Hardware Platform: [DRIVE AGX Pegasus™ Developer Kit]
Software Version:[DRIVE Software 10]
Host Machine Version:[native Ubuntu 18.04]
SDK Manager Version: [1.0.2.6738]

Hi,

I was wondering if there are any optimization flags I can use with the “aarch64-linux-gnu-g++” to fully optimize my application performance for the specific ARM CPU (Carmel) In the Xavier.

For example: is there something like “-march=armv8-a” or “-mcpu=cortex-a57” that needed to be used with the Carmel architecture? also, do I need to specify any “use Neon” flag?

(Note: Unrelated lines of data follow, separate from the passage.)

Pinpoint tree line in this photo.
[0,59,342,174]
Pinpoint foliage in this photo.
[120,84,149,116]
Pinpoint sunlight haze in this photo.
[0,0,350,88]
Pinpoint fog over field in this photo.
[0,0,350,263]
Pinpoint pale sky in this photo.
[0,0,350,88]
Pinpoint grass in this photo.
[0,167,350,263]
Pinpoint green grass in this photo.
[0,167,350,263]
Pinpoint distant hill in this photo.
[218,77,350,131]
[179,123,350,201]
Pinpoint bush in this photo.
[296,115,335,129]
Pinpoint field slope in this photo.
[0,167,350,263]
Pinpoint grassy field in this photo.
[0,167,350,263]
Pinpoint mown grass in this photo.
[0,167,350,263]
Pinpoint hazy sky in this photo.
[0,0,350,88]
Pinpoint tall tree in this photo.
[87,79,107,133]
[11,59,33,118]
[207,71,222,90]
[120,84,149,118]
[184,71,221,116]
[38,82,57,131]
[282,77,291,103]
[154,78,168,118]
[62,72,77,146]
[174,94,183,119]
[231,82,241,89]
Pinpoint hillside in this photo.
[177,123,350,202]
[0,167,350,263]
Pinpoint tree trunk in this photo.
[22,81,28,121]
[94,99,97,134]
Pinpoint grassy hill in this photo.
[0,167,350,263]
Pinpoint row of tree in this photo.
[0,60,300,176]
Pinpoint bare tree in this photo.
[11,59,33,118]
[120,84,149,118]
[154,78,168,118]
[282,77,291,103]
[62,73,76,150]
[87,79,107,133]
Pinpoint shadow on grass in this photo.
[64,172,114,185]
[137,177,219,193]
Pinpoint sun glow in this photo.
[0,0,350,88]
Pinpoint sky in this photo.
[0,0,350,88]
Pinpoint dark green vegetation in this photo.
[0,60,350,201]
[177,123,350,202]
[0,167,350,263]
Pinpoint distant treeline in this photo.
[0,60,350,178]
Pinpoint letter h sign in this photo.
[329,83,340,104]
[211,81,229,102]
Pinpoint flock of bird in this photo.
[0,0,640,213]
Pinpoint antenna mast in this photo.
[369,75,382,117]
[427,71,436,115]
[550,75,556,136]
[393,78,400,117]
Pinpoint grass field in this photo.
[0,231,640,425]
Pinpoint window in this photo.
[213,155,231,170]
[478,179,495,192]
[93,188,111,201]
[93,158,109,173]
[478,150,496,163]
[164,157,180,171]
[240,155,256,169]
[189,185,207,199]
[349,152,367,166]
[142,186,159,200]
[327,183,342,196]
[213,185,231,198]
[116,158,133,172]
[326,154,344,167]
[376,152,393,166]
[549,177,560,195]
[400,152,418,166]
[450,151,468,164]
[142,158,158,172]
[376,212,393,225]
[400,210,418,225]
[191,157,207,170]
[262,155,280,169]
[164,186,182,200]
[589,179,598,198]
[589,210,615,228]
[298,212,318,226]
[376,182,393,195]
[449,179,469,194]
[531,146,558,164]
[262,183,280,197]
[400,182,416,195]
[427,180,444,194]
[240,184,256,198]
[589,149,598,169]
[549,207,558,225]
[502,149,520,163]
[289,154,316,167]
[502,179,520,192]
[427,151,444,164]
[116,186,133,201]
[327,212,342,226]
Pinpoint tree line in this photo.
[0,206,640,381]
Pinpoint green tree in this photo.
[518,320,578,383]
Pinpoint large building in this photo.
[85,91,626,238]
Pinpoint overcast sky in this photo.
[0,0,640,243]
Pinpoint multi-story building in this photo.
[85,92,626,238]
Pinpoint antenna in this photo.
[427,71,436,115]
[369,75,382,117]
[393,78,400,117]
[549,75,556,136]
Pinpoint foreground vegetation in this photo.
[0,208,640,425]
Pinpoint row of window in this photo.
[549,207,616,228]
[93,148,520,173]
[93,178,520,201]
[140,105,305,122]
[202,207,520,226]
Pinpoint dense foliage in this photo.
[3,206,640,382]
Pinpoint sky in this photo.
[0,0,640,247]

raul.tambre · August 9, 2020, 9:34am

Not relevant for G++, but starting with Clang 11 you can pass the flag -mcpu=carmel. I contributed that.

Phoronix article

SivaRamaKrishnaNV · August 10, 2020, 11:23am

Dear @yotam.nachmias,
Did you check using -O3 to see if vectorized instructions appearing in in assembly to confirm? Make sure that the code need to be written in a way to have auto vectorization.

yotam.nachmias · August 16, 2020, 7:00am

Hi,
there are no compilation issues using the -O3, no difference in performance however.

SivaRamaKrishnaNV · August 17, 2020, 4:20am

Dear @yotam.nachmias,
O3 should enable autovectorization to use neon intrinsics. You can check assembly code to verify if vector instructions are presents.
BTW, is it not possible to push your computation on GPU to speed up?

yotam.nachmias · August 17, 2020, 9:09am

Hi SivaRamaKrishnaNV,

I do see vector instruction present using the -O3 flag. In my case it does not improve performance but it is good to know that.
of course I’m using the GPU as much as possible.